Por essas e outras razões, não concordo, "data venia", com a opinião do advogado e professor da UFPa, Dr. Mário Antonio Lobato de Paiva, que publicou no "O Liberal" do dia 08.08.00 (http://www.oliberal.com.br) , o texto "O Advogado nos Tribunais", favorável à extinção do quinto constitucional. Aliás, o Dr. Mário não está isolado em sua tese, que é extraordinariamente idêntica à do advogado tributarista e Conselheiro da OAB/SP, Raul Haidar, em seu trabalho "A Reforma do Judiciário e o Quinto Constitucional", publicado na Revista Consultor Jurídico, de 05.10.99, e no site (http://www.jus.com.br).

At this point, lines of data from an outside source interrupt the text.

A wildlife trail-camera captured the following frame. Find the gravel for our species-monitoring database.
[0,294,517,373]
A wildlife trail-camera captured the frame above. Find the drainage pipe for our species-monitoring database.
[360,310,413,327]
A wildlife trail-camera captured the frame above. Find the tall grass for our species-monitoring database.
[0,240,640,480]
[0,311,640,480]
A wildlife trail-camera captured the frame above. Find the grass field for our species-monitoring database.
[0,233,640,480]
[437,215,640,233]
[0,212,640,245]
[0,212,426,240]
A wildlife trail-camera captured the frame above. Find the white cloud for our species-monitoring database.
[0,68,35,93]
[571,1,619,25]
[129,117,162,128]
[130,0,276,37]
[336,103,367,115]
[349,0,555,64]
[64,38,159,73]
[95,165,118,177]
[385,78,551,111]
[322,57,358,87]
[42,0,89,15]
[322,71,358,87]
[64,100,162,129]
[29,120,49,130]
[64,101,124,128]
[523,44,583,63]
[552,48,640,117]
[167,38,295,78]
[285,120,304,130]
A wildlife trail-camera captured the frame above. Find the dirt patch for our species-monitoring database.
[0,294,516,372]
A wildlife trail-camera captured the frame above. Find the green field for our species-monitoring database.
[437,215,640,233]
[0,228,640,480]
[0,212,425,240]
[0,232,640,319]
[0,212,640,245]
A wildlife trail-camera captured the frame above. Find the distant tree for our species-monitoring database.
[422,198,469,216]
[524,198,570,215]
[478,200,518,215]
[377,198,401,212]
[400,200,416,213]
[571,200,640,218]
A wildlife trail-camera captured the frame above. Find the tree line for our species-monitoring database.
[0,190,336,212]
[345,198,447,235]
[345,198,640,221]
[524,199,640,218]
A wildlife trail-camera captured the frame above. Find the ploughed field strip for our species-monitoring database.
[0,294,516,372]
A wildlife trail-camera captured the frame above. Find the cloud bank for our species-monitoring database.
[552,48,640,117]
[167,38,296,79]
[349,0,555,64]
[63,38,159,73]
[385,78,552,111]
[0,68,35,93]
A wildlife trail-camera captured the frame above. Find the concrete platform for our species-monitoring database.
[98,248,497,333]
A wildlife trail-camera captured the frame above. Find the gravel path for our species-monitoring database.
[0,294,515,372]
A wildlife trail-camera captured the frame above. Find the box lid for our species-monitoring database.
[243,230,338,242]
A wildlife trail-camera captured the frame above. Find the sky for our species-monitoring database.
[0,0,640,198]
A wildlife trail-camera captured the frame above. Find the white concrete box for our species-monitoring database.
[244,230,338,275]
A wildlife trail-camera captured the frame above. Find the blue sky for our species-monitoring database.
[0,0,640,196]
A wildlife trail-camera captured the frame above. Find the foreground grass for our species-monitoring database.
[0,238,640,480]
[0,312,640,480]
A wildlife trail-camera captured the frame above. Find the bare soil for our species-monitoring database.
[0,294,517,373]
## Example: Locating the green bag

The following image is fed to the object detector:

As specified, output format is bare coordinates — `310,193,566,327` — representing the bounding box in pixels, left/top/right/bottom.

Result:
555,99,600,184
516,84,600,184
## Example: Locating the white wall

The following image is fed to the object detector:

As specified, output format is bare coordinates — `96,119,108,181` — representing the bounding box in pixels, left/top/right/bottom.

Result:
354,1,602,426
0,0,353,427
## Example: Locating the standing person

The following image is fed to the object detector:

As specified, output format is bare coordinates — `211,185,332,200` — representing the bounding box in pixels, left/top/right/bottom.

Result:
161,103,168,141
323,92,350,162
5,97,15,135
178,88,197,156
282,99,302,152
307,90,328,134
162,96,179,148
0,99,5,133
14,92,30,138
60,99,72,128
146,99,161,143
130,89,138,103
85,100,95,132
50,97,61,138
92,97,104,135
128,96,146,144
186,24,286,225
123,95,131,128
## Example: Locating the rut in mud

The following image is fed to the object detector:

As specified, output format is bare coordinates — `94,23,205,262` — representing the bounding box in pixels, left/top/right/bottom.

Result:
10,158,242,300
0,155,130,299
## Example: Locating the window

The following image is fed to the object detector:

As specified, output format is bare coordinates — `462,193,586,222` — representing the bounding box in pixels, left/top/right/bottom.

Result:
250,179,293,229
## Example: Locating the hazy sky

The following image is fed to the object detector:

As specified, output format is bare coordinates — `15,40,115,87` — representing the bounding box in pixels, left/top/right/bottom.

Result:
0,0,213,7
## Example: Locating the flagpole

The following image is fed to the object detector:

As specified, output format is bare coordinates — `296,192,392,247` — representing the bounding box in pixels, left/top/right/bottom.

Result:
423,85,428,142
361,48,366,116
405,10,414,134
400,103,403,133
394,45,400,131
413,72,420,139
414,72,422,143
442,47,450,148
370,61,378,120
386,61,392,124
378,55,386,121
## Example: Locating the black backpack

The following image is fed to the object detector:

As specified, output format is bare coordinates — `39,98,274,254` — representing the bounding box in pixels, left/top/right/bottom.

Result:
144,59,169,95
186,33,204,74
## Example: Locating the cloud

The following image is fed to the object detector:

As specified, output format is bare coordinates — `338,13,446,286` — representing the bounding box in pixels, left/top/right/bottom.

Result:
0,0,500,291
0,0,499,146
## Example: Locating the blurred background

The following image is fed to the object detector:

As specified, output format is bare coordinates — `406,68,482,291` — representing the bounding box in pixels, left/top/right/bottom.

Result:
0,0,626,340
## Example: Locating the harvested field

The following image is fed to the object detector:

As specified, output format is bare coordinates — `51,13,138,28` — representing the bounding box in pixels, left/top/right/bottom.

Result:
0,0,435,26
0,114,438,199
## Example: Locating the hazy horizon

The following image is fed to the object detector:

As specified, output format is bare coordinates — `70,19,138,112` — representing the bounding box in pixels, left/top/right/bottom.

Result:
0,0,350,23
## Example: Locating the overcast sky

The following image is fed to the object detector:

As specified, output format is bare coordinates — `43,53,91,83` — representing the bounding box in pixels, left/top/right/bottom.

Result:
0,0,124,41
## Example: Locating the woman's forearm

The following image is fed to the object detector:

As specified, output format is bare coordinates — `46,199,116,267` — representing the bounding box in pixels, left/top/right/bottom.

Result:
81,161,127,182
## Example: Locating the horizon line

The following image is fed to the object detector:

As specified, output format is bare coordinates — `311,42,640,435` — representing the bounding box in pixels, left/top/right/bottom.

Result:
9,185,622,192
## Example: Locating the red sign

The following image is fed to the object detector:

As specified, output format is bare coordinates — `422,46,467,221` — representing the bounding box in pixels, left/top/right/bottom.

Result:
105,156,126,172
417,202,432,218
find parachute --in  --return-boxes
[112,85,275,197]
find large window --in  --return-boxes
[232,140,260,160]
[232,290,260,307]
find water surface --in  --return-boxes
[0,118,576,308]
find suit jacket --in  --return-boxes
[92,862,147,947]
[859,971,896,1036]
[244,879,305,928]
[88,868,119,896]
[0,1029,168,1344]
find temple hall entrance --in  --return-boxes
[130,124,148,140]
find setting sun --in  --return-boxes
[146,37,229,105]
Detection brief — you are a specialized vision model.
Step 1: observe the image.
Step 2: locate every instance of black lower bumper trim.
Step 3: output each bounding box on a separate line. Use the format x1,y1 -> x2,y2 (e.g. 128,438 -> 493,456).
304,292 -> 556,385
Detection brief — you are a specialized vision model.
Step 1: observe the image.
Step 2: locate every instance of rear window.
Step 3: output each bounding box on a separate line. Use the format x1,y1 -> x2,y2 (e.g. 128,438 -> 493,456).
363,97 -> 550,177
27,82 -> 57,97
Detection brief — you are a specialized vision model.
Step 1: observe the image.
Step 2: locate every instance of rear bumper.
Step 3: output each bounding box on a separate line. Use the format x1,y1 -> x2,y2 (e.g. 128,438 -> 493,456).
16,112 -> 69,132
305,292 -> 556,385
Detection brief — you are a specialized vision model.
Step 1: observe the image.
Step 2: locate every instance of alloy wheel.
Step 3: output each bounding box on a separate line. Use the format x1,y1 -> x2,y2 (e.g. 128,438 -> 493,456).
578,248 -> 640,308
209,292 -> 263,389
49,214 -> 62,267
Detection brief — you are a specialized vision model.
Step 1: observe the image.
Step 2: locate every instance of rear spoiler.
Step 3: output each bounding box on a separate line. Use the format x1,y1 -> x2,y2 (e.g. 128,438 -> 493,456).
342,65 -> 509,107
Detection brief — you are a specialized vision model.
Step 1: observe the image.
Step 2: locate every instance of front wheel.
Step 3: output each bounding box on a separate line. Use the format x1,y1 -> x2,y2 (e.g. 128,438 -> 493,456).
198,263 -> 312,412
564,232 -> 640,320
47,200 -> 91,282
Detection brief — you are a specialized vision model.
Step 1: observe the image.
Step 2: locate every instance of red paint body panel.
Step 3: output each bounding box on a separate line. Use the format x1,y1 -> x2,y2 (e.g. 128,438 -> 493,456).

Na verdade, advogados, magistrados e membros do Ministério Público são todos operadores do Direito, que trabalham com uma mesma realidade, mas conhecem todos os seus problemas através de ângulos diversos. Por essa razão, é da maior importância o quinto constitucional, porque "teria como objetivo inserir nas Cortes a experiência profissional e a visão abrangente e de certa forma mais amadurecida dos advogados, pois dessa maneira estariam colaborando para que as decisões nos graus superiores de jurisdição fossem mais democráticas" conforme afirma o próprio Dr. Mário, repetindo a opinião do Dr. Raul Haidar, segundo o qual "muitos dizem que o chamado quinto constitucional.... teria como objetivo levar para os Tribunais a experiência profissional e a visão ampliada e de certa forma mais amadurecida de advogados e membros do Ministério Público, os quais dessa maneira estariam colaborando para que os julgamentos nas instâncias superiores fossem mais democráticos".
Segundo o Dr. Raul Haidar, "Apesar da aparente "democratização" ou "arejamento" dos Tribunais, a elaboração de listas sêxtuplas acaba por sujeitar os indicados a constrangedores pedidos de apoio, seja a Conselheiros das Seções da Ordem dos Advogados, seja a integrantes do Ministério Público, o que viabiliza a interferência de interesses ou sentimentos pessoais que em nada enriquecem o sistema de escolha. Ao submeter a lista sêxtupla ao crivo do próprio Tribunal de que o candidato deseja fazer parte, possibilita-se verdadeira submissão da Advocacia e do Ministério Público ao Poder Judiciário, o que prejudica a liberdade e a autonomia dessas instituições, em evidente prejuízo do interesse maior da Justiça".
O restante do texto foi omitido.